TiDB Data Migration Glossary

This document lists the terms used in the logs, monitoring, configurations, and documentation of TiDB Data Migration (DM).

B

Binlog

In TiDB DM, binlogs refer to the binary log files generated in the TiDB database. It has the same indications as that in MySQL or MariaDB. Refer to MySQL Binary Log and MariaDB Binary Log for details.

Binlog event

Binlog events are information about data modification made to a MySQL or MariaDB server instance. These binlog events are stored in the binlog files. Refer to MySQL Binlog Event and MariaDB Binlog Event for details.

Binlog event filter

Binlog event filter is a more fine-grained filtering feature than the black and white lists filtering rule. Refer to binlog event filter for details.

Binlog position

The binlog position is the offset information of a binlog event in a binlog file. Refer to MySQL SHOW BINLOG EVENTS and MariaDB SHOW BINLOG EVENTS for details.

Binlog replication processing unit

Binlog replication processing unit is the processing unit used in DM-worker to read upstream binlogs or local relay logs, and to replicate these logs to the downstream. Each subtask corresponds to a binlog replication processing unit. In the current documentation, the binlog replication processing unit is also referred to as the sync processing unit.

Black & white table list

Black & white table list is the feature that filters or only replicates all operations of some databases or some tables. Refer to black & white table lists for details. This feature is similar to MySQL Replication Filtering and MariaDB Replication Filters.

C

Checkpoint

A checkpoint indicates the position from which a full data import or an incremental replication task is paused and resumed, or is stopped and restarted.

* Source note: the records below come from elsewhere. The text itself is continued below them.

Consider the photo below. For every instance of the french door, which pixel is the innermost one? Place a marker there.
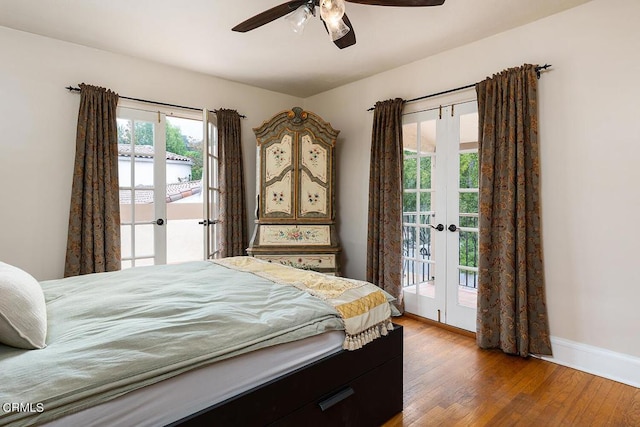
(440, 214)
(165, 169)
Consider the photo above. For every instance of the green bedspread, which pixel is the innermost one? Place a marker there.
(110, 333)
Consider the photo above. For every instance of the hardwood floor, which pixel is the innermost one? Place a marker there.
(448, 381)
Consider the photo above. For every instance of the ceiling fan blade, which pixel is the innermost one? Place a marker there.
(400, 3)
(268, 16)
(348, 39)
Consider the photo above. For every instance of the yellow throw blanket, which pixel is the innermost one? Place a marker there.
(363, 307)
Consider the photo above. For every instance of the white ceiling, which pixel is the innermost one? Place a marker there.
(196, 35)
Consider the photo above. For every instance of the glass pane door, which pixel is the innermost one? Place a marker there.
(141, 178)
(212, 191)
(462, 214)
(423, 271)
(440, 214)
(184, 196)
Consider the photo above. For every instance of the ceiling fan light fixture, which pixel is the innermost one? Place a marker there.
(298, 19)
(331, 12)
(337, 29)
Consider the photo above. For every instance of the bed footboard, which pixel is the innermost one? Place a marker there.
(349, 388)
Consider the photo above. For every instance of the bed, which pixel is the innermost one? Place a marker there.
(236, 341)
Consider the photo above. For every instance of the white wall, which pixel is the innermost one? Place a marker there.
(38, 118)
(590, 157)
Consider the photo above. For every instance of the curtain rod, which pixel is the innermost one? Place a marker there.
(77, 89)
(538, 69)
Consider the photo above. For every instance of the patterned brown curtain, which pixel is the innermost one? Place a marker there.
(384, 238)
(234, 237)
(512, 314)
(93, 242)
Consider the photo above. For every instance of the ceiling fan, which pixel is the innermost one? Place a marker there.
(332, 13)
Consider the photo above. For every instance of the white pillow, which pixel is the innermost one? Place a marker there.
(23, 312)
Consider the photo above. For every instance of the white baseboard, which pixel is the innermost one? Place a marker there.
(597, 361)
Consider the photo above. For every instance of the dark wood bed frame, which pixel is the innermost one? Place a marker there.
(349, 388)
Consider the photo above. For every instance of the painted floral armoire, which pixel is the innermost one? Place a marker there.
(295, 222)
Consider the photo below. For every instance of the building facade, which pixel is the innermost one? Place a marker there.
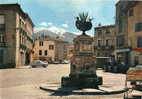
(70, 51)
(135, 32)
(128, 32)
(104, 43)
(16, 29)
(50, 49)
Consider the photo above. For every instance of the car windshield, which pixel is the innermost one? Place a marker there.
(36, 62)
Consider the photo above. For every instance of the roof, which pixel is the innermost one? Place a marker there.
(16, 7)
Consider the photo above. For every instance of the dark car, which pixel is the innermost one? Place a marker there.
(39, 63)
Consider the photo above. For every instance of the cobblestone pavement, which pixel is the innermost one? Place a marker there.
(24, 83)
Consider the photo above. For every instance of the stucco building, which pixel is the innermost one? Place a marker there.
(129, 32)
(70, 51)
(104, 43)
(50, 49)
(16, 29)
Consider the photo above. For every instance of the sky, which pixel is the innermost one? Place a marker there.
(59, 15)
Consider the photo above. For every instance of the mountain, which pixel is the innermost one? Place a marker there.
(45, 33)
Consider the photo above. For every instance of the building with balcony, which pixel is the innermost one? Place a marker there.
(70, 51)
(50, 49)
(104, 43)
(129, 32)
(16, 43)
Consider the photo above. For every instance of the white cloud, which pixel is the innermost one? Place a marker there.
(52, 29)
(49, 23)
(65, 25)
(43, 24)
(39, 29)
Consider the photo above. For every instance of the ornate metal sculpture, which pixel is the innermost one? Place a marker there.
(83, 22)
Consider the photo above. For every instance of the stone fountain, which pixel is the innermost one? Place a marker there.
(82, 68)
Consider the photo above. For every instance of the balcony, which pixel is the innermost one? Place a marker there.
(104, 47)
(23, 47)
(3, 44)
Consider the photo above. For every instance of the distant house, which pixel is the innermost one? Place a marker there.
(50, 49)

  • In a full import task, a checkpoint corresponds to the offset and other information of the successfully imported data in a file that is being imported. A checkpoint is updated synchronously with the data import task.
  • In an incremental replication, a checkpoint corresponds to the binlog position and other information of a binlog event that is successfully parsed and replicated to the downstream. A checkpoint is updated after the DDL operation is successfully replicated or 30 seconds after the last update.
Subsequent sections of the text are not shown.